Et c'est justement l'avantage de présenter une Coupe du monde chez soi. Le pays organisateur se voit octroyer plus de places par la Fédération internationale de ski (FIS). Au lieu des 4 places habituelles par épreuve, c'est 14 athlètes que le Canada pourra inscrire pour chacune des deux courses samedi.

« Dans les pays scandinaves, les jeunes ont beaucoup d'occasions, ils ont des Coupes du monde chaque année. Donc, dès que les jeunes arrivent près de la Coupe du monde, ils peuvent participer à une ou deux courses par année. Chez nous, les jeunes qui sont proches d'accéder au circuit, ils ne peuvent pas s'y rendre. C'est fantastique pour eux, ils vont apprendre beaucoup », soutient Louis Bouchard, l'entraîneur-chef du CNEPH.

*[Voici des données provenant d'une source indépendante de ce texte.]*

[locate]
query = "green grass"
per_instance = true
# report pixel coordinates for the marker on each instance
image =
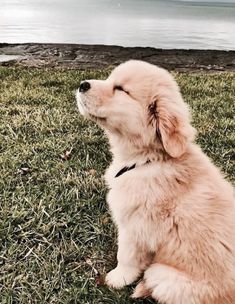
(55, 230)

Turgeon, Couturier et Pépin profitent déjà d'une chance extraordinaire en s'entraînant pendant la saison morte avec Harvey, Valjas et maintenant Daria Gaïazova, qui a rejoint le CNEPH l'été dernier, et, par surcroît, sous la gouverne du meilleur entraîneur au pays, Bouchard.

« En les côtoyant, tu te rends compte que ce sont des gens ordinaires avec des capacités extraordinaires. Et ce n'est que l'entraînement qui t'amène à ce niveau », indique Couturier.

« C'est vraiment cool que Dasha soit ici maintenant. Les gars avaient Alex, mais nous, on n'avait pas de fille de ce calibre. Elle nous force à nous dépasser si on veut la suivre. En gymnase, je suis vraiment impressionnée par le poids qu'elle soulève », ajoute Pépin qui a lancé l'an dernier, avec sa coéquipière Frédérique Vézina, un programme de ski de fond pour aider les jeunes filles de Kuujjuaq.

Peu importe le résultat samedi, Couturier et Pépin, ainsi que tous leurs jeunes collègues, feront le plein d'inspiration et de motivation pour le reste de la saison.